Jun 26, 2006 00:56
ah its storming pretty good out there in that night time. but i like the way it sounds. oh those summer storms.
mmm so this weekend was filled with parties. claires on friday. my cousins grads yesterday. and then we went to my dads like aunts house in chicago for a little bbq.
they, by the way are very old. these aunts. and i havent seen them in like i dont even know how many years. almost forever. but i remember going there one time when i was younger. and when they were younger. and we had really yummy sandwiches. i dont know why i remember that so well. we had some cheeseburgers today. and some yummy cake. and other stuff.
and then on the way home we were driving thru Franklin Park...the town my parents grew up in and the town where my grandma lived and theres alot of memories tied there..because we would go out there alot. and i was remembering when my grandma lived out there. and she used to watch me all the time.

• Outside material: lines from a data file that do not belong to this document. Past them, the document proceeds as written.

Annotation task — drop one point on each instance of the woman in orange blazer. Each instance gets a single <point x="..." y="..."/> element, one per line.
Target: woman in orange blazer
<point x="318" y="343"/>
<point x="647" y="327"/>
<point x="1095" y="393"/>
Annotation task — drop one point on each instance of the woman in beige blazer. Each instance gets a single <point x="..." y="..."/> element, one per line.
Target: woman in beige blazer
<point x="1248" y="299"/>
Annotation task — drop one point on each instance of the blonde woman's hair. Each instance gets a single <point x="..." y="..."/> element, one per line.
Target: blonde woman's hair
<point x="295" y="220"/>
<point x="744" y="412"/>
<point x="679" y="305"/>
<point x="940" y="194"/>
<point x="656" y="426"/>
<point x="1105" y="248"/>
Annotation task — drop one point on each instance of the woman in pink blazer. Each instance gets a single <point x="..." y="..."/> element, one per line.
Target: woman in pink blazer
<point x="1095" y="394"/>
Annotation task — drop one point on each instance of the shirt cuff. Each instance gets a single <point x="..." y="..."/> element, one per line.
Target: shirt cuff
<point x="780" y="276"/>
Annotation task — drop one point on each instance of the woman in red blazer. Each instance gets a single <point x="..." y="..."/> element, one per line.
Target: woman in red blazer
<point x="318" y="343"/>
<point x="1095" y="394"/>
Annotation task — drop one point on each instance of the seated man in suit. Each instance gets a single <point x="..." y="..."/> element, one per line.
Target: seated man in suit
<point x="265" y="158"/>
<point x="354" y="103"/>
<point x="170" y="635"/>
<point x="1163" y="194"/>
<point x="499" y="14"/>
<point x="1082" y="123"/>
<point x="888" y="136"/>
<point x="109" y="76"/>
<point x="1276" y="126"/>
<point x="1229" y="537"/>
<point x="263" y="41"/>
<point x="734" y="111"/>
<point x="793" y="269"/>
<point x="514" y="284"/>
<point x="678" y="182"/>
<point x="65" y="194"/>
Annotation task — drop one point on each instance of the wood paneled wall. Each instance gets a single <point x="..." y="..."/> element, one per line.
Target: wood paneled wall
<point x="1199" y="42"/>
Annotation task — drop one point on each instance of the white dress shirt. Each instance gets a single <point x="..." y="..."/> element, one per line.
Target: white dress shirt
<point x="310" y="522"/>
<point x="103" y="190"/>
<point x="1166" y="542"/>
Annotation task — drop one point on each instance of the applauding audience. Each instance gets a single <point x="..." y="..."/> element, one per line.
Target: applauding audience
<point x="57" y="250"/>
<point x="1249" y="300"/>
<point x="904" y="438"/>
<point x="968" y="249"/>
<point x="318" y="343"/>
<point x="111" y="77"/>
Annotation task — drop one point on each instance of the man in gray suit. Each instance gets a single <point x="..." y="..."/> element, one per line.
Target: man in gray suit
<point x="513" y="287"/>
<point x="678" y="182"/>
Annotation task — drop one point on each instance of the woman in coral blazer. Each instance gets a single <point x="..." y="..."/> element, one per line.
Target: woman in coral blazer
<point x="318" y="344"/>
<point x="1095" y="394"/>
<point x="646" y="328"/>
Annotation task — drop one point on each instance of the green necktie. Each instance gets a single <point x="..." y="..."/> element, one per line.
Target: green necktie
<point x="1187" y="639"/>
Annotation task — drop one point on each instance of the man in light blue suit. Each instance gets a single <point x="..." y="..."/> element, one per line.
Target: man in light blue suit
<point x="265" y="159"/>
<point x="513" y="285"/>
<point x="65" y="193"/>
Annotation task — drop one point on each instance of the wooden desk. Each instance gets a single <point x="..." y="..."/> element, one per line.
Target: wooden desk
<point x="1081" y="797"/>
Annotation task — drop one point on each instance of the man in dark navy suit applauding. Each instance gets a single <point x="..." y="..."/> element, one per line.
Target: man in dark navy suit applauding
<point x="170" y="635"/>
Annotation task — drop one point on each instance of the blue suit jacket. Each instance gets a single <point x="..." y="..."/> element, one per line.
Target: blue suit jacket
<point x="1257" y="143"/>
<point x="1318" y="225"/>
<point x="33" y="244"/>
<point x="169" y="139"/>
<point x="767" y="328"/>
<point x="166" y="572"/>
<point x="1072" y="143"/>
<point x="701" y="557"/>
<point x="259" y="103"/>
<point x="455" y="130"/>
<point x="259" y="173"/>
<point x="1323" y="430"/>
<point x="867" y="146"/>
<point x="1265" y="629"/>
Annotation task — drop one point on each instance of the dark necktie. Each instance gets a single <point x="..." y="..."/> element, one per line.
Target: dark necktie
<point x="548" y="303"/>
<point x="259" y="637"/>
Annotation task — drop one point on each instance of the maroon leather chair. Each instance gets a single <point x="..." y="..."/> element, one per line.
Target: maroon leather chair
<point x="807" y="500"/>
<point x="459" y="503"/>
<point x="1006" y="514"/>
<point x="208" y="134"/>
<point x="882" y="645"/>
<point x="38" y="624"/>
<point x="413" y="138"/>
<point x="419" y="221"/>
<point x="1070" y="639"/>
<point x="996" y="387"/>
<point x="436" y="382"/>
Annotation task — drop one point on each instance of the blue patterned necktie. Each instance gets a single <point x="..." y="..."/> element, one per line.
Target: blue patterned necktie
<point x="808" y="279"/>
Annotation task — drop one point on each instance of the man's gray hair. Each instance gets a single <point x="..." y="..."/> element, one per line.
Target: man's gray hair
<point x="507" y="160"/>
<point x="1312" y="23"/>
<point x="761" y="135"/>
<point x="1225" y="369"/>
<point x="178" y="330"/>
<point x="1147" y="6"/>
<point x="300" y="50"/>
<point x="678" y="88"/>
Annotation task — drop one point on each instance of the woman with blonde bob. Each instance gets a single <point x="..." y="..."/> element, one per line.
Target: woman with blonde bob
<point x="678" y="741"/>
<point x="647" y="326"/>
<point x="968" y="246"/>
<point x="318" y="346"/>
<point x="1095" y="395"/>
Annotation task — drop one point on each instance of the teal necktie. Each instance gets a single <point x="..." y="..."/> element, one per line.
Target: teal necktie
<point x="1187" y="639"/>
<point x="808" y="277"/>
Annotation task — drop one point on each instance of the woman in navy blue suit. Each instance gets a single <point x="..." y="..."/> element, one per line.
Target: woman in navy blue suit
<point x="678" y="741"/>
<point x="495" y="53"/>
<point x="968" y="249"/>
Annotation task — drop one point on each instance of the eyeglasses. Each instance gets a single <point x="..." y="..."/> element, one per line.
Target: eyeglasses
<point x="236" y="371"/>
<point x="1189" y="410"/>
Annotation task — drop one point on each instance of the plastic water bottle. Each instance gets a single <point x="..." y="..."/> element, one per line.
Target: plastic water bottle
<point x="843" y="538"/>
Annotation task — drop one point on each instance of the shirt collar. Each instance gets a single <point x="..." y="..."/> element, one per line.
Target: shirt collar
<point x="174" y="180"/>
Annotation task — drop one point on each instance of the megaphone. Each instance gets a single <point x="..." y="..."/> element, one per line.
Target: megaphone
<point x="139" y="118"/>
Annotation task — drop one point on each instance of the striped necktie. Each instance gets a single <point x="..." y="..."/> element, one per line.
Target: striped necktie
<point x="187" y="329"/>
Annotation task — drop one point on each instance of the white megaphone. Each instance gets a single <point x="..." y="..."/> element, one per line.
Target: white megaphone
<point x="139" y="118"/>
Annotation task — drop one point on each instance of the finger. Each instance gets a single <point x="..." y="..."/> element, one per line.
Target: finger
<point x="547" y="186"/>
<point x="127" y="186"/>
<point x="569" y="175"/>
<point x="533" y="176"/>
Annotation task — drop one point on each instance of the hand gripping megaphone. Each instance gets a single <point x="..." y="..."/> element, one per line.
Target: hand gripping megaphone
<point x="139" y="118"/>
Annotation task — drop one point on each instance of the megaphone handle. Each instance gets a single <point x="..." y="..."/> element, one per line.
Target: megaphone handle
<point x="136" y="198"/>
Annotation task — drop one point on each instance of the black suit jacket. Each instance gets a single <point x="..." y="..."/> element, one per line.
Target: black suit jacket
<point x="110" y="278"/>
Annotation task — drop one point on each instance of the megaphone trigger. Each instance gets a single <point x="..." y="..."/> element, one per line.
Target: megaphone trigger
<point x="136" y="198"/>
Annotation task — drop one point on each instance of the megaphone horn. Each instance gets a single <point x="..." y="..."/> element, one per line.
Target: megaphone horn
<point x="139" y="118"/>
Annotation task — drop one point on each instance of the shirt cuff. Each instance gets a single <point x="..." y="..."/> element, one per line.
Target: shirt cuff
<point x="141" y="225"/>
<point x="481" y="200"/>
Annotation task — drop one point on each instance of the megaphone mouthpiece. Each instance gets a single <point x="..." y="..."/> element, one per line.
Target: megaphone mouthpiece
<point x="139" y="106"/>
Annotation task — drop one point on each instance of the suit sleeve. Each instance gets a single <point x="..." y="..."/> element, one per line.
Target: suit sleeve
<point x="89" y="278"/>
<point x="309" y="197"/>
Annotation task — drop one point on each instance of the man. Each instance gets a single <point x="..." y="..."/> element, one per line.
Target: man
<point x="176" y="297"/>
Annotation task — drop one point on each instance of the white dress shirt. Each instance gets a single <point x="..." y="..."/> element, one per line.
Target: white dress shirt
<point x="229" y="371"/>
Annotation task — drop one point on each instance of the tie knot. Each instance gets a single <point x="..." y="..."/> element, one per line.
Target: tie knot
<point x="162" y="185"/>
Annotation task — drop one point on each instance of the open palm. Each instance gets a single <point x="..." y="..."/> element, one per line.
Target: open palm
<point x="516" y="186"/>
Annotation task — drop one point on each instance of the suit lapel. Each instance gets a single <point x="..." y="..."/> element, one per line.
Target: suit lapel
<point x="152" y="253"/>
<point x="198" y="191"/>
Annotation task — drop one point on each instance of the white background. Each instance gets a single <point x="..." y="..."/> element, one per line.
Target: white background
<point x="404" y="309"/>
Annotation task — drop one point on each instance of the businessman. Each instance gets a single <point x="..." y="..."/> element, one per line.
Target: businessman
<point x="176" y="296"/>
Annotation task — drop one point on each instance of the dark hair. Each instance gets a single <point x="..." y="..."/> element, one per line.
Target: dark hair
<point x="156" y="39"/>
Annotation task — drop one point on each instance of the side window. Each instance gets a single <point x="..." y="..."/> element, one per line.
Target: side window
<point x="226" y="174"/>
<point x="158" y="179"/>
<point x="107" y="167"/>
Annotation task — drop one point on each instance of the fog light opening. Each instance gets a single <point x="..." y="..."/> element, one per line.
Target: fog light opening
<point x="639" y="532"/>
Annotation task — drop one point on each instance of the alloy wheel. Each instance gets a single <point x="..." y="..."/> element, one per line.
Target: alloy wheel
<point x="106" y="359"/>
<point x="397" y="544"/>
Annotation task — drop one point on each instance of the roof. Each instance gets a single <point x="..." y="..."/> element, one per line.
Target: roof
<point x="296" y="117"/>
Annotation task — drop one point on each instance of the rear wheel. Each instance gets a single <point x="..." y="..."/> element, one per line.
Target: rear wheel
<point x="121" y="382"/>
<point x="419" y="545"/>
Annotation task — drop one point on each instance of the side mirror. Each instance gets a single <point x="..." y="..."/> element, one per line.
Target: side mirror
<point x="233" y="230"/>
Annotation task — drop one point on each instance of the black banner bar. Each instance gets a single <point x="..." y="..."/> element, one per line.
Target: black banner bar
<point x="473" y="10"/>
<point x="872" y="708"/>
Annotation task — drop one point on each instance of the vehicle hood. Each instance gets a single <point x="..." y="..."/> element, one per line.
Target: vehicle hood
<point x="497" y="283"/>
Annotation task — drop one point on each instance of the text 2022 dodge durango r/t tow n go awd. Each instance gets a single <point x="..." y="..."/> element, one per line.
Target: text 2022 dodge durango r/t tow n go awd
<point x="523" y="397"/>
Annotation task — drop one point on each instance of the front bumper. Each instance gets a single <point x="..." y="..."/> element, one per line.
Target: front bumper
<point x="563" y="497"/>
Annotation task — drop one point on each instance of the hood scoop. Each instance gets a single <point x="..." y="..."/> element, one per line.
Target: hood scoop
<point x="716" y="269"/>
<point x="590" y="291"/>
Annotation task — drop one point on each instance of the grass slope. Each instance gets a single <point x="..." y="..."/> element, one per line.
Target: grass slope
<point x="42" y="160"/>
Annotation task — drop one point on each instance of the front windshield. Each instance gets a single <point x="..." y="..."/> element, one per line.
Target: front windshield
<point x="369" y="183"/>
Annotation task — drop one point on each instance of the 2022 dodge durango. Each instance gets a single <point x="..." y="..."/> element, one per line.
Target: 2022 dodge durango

amazing how after all these years all these memories...especially childhood ones, stick with you, and you remember them as if they happened yesterday.
i too, still and struggling with the idea that this is summer. i havent done many summery things. i guess
these parties helped a bit. but i dont know.
i sleep until half the day is over. then i just sit there...watch some tv...eat some food. lots of ppl cant do anything because of summer school. and then on like days when i have softball games and i get up at like 12:30...i dont have all that much time to even hang out anymore. blahhhh
somethin needs to happen.
im excited tho. because 4th of july is like the ultimate summer thing. to me anyways. like carnivals and like bbq's and fireworks and being with friends and celebrating. like idk. gives me a happy feelings.
and plus july 5rd...white sox game. im pretty excited. and then theres fireworks...which tops it all off!
and since im going with awesome ppl [schmidty, suzanne, rusty, kirsten, and mike] it should be funn.
....rusty is a weirdo...but thats okay, i guess.
i hope that the 4th turns out good. the 3rd too. and then after that too and i hope it does give me that good happy summery feeling...and i hope that i can spread that happiness to people who really need it.. one person in particualar
...im sure ya all know who. but he really needs it. he hasnt been happy and i dont know how to help him. but it kills me to see everything getting messed up and not working out for him...even tho he is always trying so hard. Always. and it just blows up in his face. i hate it.
the only thing i can do is be there for him. but sometimes i dont know if thats enough. but at least im there. always. im so unconditional for him. thats how i want it. unconditional.
damn this rain is like coming down so hard. its pretty cool.
i kinda lost my train of thinking.
i couldve gone on longer...because i was thinking of other stuff too earlier and i was like hmm this is something to contemplate and put in an lj entry. but now i dont much remember. and plus i dont really feel like it anymore.
im gonna go to bed and listen to this rain.